Indeed, the idea behind problem C could have been wrapped into another more friendly problem.
I usually code in C++ but recently I have been trying out python on codeforces. I think python was suitable for problem C.
usernames = set(input().split())
user, text = input().split(':')
.set(re.split(r'[^A-Za-z0-9]+', text))
-
operator is overloaded for sets.Implementing this in C++ is so much more effort.
Does C have a better solution than backtracking?
DP on states (index, last user choosen). Possibilities for current user that is unidentified are n. So total complexity O(n*m*m*) per test case
Thanks for the explanation!
Let's make for all users with unknown name (?) the possible names we could put there. So count[i] = number of possible names to put in row i. If count[i] = 0 and right now it has "?" as username, there is no solution, if there are some i with count[i] = 1, you should put its unique possible name.
Now putting that unique name at some position i with count[i] = 1 could change other count[j], so you do this like bubble-sort algorithm, where you stop when there are just count[i] >= 2 left
If you got to a point where there are just usernames with "?" and count[i] >= 2, there is always a solution, and you can do greedy on that.
I like your solution. It is very easy to code given so many string manipulation requirements in the problem.
Well... I did this in contest, ended up with 200 lines and ran out of time to debug.
backtracking?
do you mean backtrack to recover the solution after doing dp?
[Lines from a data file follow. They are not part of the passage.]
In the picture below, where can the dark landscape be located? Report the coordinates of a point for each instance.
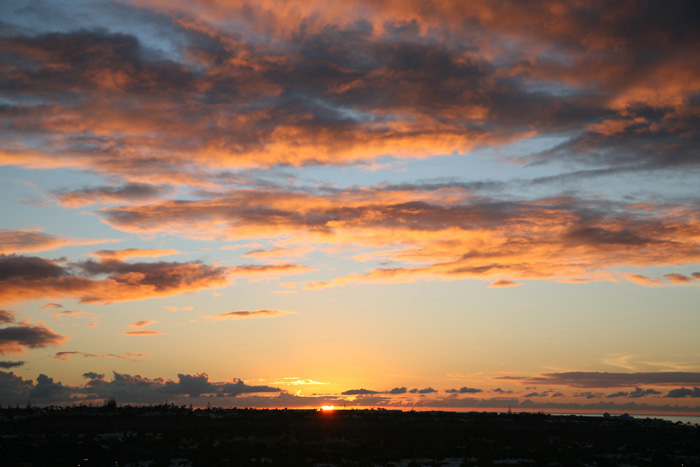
(169, 435)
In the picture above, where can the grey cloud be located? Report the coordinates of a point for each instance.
(46, 390)
(129, 192)
(637, 393)
(8, 365)
(93, 375)
(15, 339)
(683, 392)
(584, 379)
(463, 390)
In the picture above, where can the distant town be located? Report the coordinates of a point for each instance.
(182, 436)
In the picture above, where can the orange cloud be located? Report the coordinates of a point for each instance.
(234, 315)
(342, 82)
(140, 324)
(17, 338)
(504, 283)
(130, 356)
(25, 277)
(33, 240)
(445, 232)
(142, 332)
(133, 253)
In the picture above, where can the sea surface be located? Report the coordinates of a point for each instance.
(685, 419)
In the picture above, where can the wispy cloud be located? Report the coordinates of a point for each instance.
(245, 314)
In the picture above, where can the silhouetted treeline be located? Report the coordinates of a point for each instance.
(170, 435)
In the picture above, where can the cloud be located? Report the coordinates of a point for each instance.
(140, 324)
(131, 356)
(463, 390)
(143, 332)
(7, 316)
(679, 278)
(359, 392)
(33, 240)
(299, 382)
(683, 392)
(132, 192)
(133, 252)
(16, 339)
(637, 393)
(7, 365)
(245, 314)
(584, 379)
(349, 81)
(504, 283)
(439, 232)
(25, 277)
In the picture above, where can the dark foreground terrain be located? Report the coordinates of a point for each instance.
(166, 435)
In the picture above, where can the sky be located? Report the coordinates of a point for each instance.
(398, 204)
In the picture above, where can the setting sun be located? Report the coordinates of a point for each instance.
(350, 203)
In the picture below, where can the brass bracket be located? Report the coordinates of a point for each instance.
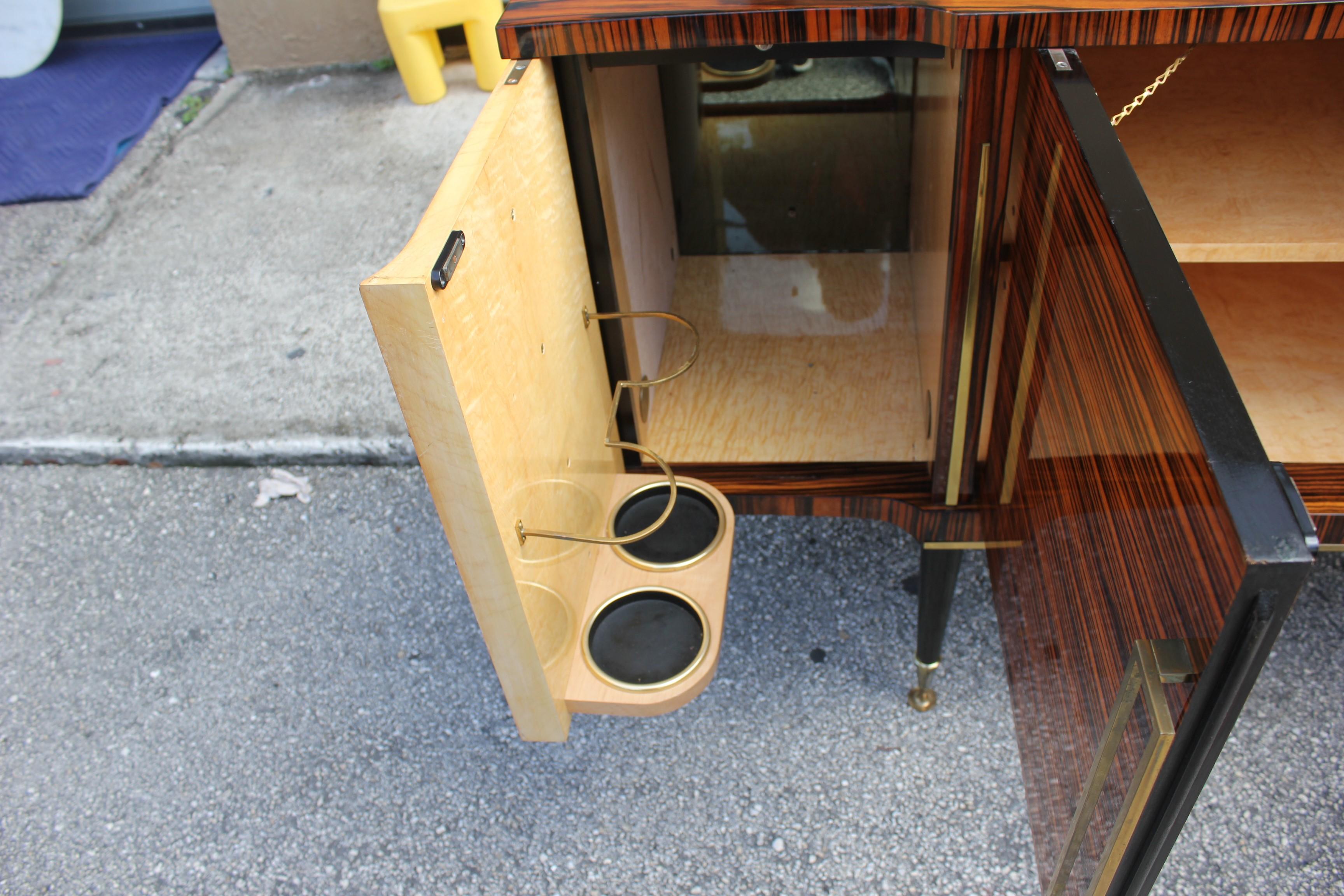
(523, 532)
(1152, 664)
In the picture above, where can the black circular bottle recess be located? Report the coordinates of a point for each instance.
(689, 532)
(646, 637)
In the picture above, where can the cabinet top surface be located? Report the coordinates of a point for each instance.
(569, 27)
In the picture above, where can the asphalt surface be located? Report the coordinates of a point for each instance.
(200, 696)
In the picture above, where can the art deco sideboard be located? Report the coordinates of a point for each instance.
(909, 264)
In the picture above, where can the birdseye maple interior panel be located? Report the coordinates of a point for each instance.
(1280, 330)
(1240, 151)
(803, 358)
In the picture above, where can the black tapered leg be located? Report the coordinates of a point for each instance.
(937, 582)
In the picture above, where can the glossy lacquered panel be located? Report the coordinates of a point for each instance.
(1136, 519)
(569, 27)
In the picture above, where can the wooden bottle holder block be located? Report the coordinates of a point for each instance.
(704, 581)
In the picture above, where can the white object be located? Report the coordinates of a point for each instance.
(29, 30)
(283, 484)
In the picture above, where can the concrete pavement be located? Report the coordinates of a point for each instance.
(201, 696)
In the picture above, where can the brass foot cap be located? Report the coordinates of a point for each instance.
(922, 699)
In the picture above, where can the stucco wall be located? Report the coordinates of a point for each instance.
(285, 34)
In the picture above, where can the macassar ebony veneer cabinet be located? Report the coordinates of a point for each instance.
(898, 262)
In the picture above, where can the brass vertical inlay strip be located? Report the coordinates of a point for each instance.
(1029, 351)
(1143, 676)
(1141, 788)
(968, 336)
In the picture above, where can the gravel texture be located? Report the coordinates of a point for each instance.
(200, 696)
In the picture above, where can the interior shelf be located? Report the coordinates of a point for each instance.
(803, 359)
(1280, 328)
(1240, 150)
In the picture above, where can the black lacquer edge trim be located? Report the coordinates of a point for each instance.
(1250, 630)
(578, 136)
(1255, 500)
(780, 51)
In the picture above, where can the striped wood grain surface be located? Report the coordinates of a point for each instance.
(1127, 534)
(569, 27)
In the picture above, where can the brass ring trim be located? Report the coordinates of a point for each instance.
(681, 565)
(656, 686)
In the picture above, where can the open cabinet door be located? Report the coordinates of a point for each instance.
(484, 323)
(1153, 553)
(504, 389)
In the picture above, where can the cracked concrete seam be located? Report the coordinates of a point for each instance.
(316, 450)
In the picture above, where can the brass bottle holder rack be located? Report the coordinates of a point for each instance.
(525, 534)
(1152, 664)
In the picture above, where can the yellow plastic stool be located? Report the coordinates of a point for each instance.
(412, 32)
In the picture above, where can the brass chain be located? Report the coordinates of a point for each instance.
(1150, 91)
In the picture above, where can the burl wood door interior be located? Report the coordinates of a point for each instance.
(1148, 515)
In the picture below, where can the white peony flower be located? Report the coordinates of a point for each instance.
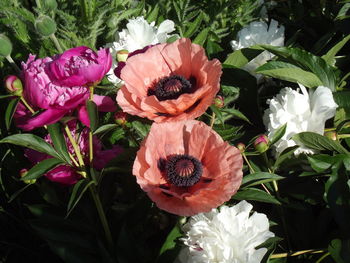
(259, 33)
(226, 236)
(301, 111)
(137, 35)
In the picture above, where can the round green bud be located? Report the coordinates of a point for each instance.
(45, 26)
(50, 5)
(5, 46)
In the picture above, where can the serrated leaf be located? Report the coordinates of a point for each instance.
(318, 142)
(255, 195)
(237, 114)
(93, 114)
(308, 62)
(105, 128)
(289, 72)
(31, 141)
(329, 56)
(194, 26)
(278, 134)
(41, 168)
(10, 110)
(77, 193)
(59, 141)
(259, 178)
(201, 37)
(241, 57)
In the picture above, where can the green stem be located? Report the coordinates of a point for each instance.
(75, 147)
(297, 253)
(102, 216)
(323, 257)
(57, 44)
(13, 64)
(212, 120)
(27, 105)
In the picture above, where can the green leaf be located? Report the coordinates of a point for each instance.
(152, 16)
(320, 162)
(255, 195)
(218, 113)
(307, 61)
(59, 141)
(342, 98)
(241, 57)
(237, 114)
(202, 36)
(169, 251)
(194, 26)
(31, 141)
(318, 142)
(289, 72)
(41, 168)
(93, 114)
(259, 178)
(329, 56)
(278, 134)
(77, 193)
(10, 110)
(285, 155)
(105, 128)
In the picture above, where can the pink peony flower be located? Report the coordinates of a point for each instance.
(44, 92)
(66, 174)
(80, 66)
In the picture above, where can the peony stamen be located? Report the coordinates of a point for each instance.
(170, 88)
(183, 170)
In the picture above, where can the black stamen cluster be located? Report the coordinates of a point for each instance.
(183, 181)
(162, 92)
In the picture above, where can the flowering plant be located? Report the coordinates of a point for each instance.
(174, 131)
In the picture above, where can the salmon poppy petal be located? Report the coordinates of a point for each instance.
(169, 82)
(207, 170)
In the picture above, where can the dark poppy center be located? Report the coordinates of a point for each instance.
(183, 170)
(170, 88)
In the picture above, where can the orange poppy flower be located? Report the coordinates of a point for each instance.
(169, 82)
(186, 168)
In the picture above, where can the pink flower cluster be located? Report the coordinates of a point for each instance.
(66, 174)
(58, 85)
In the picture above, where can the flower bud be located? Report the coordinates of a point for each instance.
(122, 55)
(331, 135)
(14, 85)
(22, 173)
(241, 147)
(5, 46)
(120, 118)
(219, 101)
(50, 5)
(261, 143)
(45, 26)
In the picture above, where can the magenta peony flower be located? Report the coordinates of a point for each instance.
(44, 92)
(66, 174)
(80, 66)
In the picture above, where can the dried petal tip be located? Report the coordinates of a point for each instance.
(241, 147)
(331, 135)
(219, 101)
(122, 55)
(23, 172)
(261, 143)
(121, 118)
(14, 85)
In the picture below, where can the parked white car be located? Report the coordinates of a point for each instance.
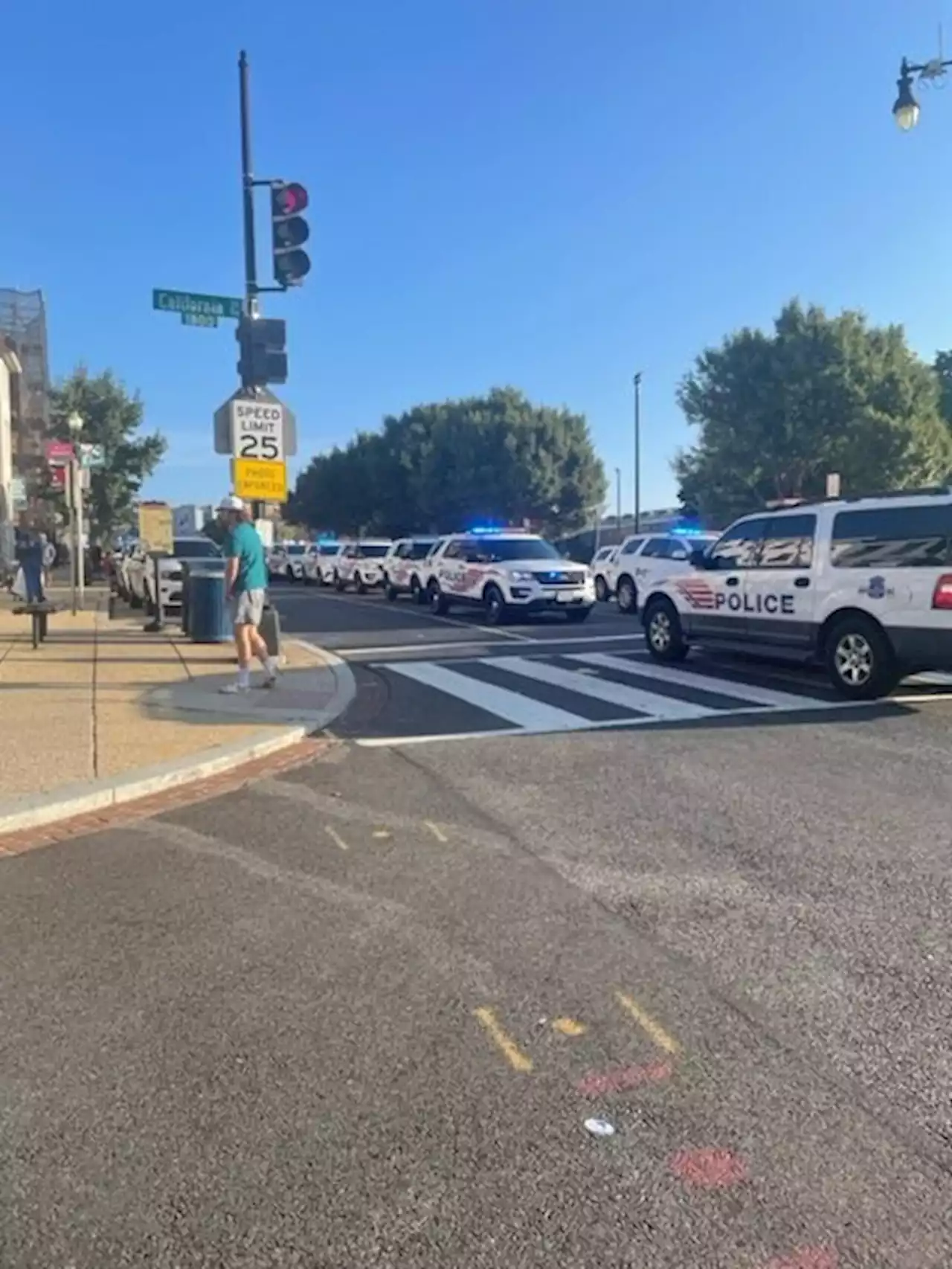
(601, 569)
(320, 562)
(645, 559)
(194, 550)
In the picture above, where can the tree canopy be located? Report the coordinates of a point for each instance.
(112, 419)
(777, 413)
(437, 467)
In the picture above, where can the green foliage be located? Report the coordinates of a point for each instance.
(498, 458)
(777, 411)
(943, 372)
(111, 418)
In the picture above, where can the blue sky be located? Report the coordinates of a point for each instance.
(549, 193)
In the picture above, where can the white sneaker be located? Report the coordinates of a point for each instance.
(234, 690)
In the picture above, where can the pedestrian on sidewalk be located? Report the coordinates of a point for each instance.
(245, 582)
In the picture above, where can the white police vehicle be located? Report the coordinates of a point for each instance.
(320, 561)
(359, 564)
(404, 568)
(506, 571)
(861, 585)
(601, 565)
(648, 557)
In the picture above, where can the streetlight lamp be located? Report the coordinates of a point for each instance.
(77, 573)
(637, 452)
(905, 109)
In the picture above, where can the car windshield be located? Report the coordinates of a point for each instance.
(515, 548)
(194, 548)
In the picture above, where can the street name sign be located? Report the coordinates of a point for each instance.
(260, 480)
(91, 456)
(199, 305)
(199, 320)
(255, 429)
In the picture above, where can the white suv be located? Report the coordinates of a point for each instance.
(646, 559)
(862, 587)
(506, 573)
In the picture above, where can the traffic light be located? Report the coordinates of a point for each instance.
(289, 231)
(263, 358)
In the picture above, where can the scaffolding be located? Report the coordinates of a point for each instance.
(23, 323)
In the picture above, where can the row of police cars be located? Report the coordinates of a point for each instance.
(861, 587)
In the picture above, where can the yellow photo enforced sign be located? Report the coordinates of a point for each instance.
(260, 480)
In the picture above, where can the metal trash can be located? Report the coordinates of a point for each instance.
(208, 614)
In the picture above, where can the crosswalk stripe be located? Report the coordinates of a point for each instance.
(512, 706)
(745, 692)
(628, 698)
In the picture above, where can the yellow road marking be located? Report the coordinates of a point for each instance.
(569, 1027)
(335, 838)
(506, 1046)
(653, 1029)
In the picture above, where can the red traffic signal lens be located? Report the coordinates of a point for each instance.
(289, 199)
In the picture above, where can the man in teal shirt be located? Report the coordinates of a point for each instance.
(245, 584)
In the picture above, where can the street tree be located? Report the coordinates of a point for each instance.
(494, 458)
(112, 419)
(776, 413)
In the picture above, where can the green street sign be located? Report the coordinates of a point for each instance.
(190, 302)
(199, 320)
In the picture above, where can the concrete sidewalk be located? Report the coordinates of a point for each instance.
(104, 712)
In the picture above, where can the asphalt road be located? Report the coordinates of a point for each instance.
(361, 1014)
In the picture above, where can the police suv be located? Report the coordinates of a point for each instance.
(404, 568)
(504, 573)
(361, 564)
(645, 557)
(861, 585)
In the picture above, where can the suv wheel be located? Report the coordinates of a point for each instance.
(627, 595)
(663, 631)
(860, 660)
(495, 605)
(437, 600)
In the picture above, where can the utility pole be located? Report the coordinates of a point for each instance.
(637, 452)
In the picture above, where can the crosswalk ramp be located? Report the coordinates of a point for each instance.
(498, 695)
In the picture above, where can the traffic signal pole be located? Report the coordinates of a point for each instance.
(248, 190)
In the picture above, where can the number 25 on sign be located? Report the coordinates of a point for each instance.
(258, 431)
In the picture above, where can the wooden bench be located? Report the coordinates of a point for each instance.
(39, 614)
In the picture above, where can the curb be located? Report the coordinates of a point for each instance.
(75, 800)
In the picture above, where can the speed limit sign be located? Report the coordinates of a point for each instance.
(258, 431)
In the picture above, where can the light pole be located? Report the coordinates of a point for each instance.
(77, 570)
(637, 452)
(905, 109)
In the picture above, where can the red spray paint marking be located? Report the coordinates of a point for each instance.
(710, 1169)
(596, 1083)
(806, 1258)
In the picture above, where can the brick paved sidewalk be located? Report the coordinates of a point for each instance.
(74, 710)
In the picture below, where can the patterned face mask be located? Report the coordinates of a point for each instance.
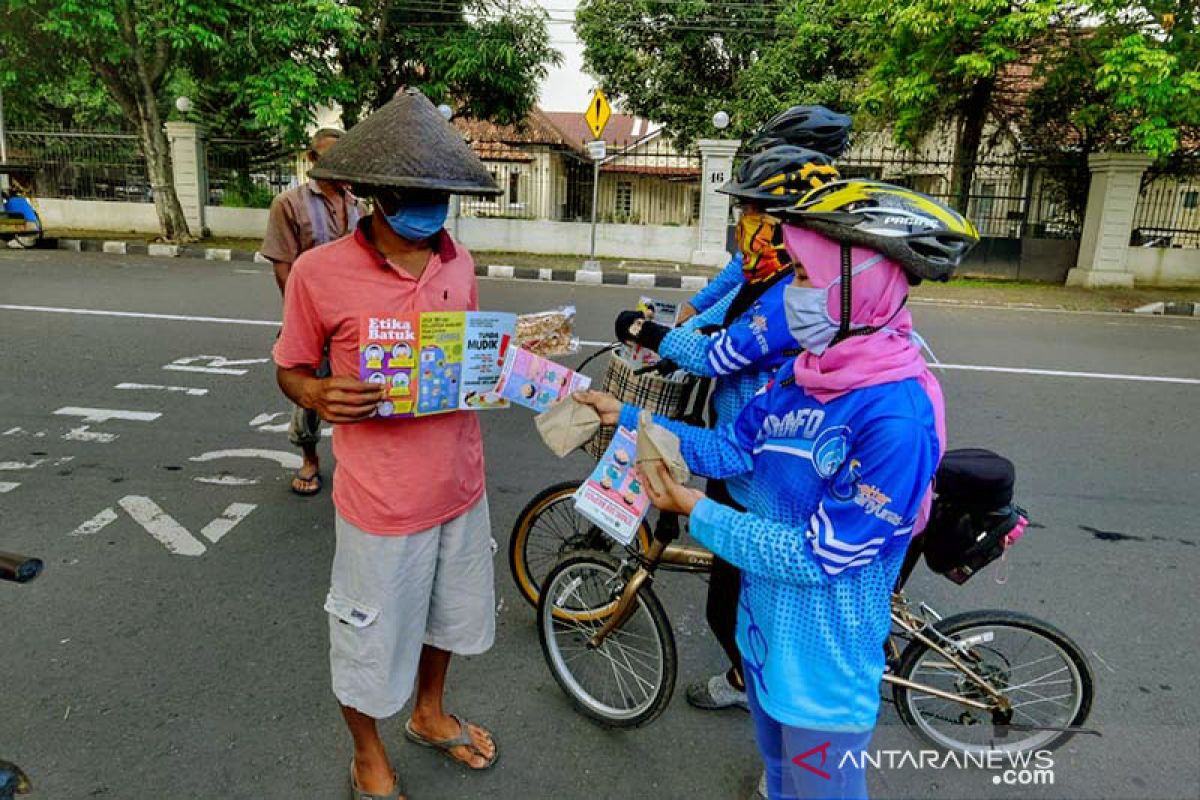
(760, 238)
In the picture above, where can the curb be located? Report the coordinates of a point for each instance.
(154, 250)
(503, 271)
(1170, 308)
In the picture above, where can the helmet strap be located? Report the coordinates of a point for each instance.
(847, 276)
(844, 330)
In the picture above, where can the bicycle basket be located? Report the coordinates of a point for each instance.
(667, 396)
(973, 519)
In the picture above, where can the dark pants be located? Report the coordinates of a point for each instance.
(724, 587)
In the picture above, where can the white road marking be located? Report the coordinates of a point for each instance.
(83, 434)
(138, 314)
(106, 414)
(216, 365)
(228, 519)
(187, 390)
(21, 464)
(283, 458)
(95, 524)
(226, 480)
(1065, 373)
(161, 525)
(214, 371)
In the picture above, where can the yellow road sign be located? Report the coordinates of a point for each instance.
(599, 110)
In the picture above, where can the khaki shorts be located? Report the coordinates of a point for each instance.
(391, 595)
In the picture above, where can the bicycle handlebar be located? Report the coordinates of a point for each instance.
(19, 569)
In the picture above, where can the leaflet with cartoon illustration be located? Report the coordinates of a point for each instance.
(613, 497)
(534, 382)
(433, 362)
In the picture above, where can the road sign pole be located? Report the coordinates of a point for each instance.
(595, 202)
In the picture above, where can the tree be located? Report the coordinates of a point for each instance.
(679, 61)
(941, 60)
(136, 47)
(486, 58)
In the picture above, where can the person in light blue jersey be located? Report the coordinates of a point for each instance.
(841, 447)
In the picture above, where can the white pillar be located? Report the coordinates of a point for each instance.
(717, 167)
(189, 160)
(1108, 222)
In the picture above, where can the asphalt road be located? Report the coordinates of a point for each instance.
(131, 672)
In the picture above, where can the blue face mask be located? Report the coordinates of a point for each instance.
(808, 312)
(418, 221)
(808, 318)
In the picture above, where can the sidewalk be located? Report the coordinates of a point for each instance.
(651, 275)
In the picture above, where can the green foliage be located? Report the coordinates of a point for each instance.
(484, 58)
(681, 61)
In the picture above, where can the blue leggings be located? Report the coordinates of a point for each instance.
(822, 774)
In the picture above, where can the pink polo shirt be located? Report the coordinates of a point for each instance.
(394, 476)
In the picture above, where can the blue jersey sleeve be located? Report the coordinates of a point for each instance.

My solution will probably fail but anyway, this is what I did. First keep a map to maintain the amount of names which we cannot replace with a given '?'. If it for any of the '?', the value is n, answer is impossible. Now check how many of them have the value n-1, then we satisfy this and update the sizes of neighbouring question marks (if there are any). Keep repeating this until you run out of questions marks with value n-1. Now remaining have values <=n-2. Assign anything to them (obviously not the names in their messages) and keep updating the neighbouring ones. Print the answer according to this.
In problem C,
The length of the text is positive and doesn't exceed 100 characters.
Instead of,
The length of the message is positive and doesn't exceed 100 characters.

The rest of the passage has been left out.